Lemaire is a presence, generally revered if often misunderstood within the game. Rather than viewing this font of sometimes counter-intuitive hockey wisdom as a threat, Babcock saw him as an extraordinary resource. When Team Canada executive director Steve Yzerman called Lemaire to offer the position, he didn't say no. Then again, he didn't say yes immediately, either. When Babcock phoned shortly after Yzerman hung up, Lemaire embraced the opportunity.
"Mike's maybe the only guy who would have called me," said Lemaire, who turns 64 next month. "He said he watched a lot of (old tapes of the Wild) and looked at our penalty killing and the success we had, our 1-2-2, our forecheck. For me, it's great being around younger coaches. Lindy's a little older, but he's like me -- he played (in the NHL). But Mike came out of university. (Babcock played at McGill; he later coached the University of Lethbridge in Alberta.) It's a different adaptation.

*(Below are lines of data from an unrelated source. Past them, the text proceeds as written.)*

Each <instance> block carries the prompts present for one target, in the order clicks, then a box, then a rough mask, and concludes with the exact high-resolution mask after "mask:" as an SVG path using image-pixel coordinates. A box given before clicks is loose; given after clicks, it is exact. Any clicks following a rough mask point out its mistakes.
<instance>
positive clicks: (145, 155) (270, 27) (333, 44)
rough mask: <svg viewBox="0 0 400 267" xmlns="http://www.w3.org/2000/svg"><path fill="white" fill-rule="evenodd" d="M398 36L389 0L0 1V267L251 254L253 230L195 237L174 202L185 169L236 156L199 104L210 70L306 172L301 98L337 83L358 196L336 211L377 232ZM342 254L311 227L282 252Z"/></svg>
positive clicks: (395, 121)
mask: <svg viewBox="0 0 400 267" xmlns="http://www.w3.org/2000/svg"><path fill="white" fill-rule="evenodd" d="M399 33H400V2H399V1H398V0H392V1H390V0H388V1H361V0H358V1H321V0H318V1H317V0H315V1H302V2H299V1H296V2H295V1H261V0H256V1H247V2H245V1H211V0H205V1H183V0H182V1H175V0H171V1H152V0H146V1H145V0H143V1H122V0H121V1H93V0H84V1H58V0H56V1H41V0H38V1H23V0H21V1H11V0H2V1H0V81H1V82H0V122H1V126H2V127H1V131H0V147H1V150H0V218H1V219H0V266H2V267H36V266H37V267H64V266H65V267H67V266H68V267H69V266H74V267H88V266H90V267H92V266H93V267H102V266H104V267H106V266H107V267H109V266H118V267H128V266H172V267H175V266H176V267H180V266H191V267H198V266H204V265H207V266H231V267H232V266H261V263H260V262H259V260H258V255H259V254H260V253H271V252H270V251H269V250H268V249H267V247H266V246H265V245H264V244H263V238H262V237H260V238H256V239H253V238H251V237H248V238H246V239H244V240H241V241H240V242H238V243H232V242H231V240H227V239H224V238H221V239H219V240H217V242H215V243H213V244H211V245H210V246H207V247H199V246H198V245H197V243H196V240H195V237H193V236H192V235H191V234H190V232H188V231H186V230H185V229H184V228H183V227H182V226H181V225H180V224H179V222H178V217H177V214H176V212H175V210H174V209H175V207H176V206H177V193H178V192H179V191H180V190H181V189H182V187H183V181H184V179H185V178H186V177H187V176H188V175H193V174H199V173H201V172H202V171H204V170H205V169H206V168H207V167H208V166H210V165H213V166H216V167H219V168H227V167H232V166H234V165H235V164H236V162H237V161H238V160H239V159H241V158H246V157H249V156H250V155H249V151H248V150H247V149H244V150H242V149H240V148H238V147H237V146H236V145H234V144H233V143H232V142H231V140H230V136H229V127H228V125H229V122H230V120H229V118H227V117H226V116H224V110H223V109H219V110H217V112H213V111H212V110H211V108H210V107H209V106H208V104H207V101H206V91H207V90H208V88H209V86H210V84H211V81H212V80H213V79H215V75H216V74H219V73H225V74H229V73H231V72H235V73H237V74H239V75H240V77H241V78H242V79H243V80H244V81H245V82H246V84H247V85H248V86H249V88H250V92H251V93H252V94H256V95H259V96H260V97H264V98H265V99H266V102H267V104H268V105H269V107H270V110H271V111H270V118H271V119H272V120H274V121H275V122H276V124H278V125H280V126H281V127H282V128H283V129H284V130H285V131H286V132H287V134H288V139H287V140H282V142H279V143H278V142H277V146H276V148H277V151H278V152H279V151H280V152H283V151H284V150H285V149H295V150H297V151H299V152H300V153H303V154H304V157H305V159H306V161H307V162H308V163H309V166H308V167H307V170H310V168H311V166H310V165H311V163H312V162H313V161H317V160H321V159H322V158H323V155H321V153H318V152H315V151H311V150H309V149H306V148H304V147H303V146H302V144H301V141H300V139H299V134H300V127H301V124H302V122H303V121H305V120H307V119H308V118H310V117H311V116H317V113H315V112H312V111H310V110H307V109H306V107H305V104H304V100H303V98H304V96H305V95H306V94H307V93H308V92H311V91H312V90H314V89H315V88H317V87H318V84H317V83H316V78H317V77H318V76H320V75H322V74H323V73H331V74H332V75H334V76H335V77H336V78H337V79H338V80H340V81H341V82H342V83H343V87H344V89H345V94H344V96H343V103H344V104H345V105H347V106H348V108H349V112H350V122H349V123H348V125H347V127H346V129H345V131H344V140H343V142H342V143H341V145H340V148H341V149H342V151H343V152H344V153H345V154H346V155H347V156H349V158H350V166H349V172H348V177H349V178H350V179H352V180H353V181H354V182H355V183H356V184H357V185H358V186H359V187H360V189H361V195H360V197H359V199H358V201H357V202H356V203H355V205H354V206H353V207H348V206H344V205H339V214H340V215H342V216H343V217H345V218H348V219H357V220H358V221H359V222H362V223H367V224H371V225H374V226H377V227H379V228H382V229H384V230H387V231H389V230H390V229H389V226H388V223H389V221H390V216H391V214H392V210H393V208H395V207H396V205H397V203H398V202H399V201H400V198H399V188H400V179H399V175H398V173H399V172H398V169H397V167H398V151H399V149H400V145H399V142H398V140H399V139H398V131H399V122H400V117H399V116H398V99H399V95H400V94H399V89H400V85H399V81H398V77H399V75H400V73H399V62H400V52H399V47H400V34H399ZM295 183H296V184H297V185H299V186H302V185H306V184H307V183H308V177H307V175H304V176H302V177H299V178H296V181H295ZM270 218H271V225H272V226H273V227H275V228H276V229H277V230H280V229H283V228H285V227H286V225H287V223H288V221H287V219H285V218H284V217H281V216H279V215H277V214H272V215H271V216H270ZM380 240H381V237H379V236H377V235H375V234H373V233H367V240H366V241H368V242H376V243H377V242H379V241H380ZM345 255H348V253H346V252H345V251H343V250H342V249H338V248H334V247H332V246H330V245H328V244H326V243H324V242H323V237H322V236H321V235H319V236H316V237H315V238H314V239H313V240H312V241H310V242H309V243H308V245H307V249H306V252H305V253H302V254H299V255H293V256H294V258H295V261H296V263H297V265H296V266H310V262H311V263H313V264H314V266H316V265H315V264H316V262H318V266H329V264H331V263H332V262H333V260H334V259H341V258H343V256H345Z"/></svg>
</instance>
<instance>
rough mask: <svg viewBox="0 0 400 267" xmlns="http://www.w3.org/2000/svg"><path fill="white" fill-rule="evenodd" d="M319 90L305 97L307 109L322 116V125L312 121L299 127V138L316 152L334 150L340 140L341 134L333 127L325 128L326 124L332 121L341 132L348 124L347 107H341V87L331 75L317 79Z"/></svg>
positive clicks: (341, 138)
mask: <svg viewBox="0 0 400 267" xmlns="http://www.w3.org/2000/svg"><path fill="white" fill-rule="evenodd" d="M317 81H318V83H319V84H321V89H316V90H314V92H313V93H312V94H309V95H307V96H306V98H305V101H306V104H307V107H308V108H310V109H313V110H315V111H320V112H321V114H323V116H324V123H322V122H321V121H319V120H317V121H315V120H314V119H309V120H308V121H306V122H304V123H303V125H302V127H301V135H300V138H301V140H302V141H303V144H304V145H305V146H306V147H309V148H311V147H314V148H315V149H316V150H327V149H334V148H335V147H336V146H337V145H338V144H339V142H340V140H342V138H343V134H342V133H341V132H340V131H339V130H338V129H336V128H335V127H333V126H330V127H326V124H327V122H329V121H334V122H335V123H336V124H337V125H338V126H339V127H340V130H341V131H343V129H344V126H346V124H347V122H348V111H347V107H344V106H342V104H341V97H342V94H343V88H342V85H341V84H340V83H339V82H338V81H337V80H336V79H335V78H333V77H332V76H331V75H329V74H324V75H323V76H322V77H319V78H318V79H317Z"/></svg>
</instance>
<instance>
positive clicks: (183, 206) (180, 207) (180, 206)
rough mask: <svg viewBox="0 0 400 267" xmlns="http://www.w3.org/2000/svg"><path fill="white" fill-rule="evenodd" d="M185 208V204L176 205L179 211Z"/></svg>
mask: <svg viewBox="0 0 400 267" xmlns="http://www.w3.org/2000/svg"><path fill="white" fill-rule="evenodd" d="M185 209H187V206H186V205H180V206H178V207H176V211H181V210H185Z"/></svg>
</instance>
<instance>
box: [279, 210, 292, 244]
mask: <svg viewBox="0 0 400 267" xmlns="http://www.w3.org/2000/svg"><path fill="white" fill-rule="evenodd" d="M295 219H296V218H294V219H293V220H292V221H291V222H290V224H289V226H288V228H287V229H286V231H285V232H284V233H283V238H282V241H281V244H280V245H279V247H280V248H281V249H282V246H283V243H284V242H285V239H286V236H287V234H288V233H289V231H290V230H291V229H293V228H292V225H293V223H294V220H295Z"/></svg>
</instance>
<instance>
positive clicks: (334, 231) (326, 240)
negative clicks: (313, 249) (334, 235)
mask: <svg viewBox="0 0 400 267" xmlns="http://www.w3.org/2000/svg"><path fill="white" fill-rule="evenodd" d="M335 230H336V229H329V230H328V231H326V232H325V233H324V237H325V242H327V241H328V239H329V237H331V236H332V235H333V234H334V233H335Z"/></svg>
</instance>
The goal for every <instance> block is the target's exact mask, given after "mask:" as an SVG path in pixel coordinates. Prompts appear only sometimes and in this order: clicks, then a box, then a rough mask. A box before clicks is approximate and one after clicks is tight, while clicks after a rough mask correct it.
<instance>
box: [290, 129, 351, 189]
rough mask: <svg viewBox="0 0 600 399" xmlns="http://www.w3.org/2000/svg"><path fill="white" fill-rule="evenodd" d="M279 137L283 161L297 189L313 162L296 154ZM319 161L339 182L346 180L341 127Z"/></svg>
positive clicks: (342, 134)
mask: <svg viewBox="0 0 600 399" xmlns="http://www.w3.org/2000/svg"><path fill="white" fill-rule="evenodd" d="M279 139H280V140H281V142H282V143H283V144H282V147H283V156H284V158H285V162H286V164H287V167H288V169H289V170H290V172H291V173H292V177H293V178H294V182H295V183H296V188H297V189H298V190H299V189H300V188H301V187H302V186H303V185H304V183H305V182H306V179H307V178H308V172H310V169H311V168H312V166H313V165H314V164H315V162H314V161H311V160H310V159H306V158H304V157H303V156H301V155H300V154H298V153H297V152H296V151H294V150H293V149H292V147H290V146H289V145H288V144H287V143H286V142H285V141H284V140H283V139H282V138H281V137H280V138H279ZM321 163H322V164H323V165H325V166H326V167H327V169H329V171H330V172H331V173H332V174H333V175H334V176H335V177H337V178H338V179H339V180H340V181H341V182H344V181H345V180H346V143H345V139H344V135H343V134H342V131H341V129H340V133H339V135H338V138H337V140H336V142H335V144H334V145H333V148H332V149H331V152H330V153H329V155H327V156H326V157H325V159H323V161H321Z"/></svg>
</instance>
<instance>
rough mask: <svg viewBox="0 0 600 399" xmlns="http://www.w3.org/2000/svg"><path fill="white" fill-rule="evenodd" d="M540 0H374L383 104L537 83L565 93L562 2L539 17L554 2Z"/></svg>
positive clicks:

"I'm learning an enormous amount. I think he's got a great perception of the game, how to play it. He's extremely good at finding offense, which he does with the type of players he has (in Detroit). He's very well prepared. It comes out -- bang, bang, bang. You gotta get it. For sure it's a little quick, but the guys'll get used to it. Like I am. At the start I couldn't understand anything of what he was saying. Different terms. But you can really tell he's ahead of things."
Lemaire plans to incorporate some of the drills he has seen here while Babcock will be borrowing liberally from some of the insights his assistants have offered.
These elite coaches have checked their egos at the door and are learning from each other. For Canada and the NHL, this is one great gift under the hockey tree.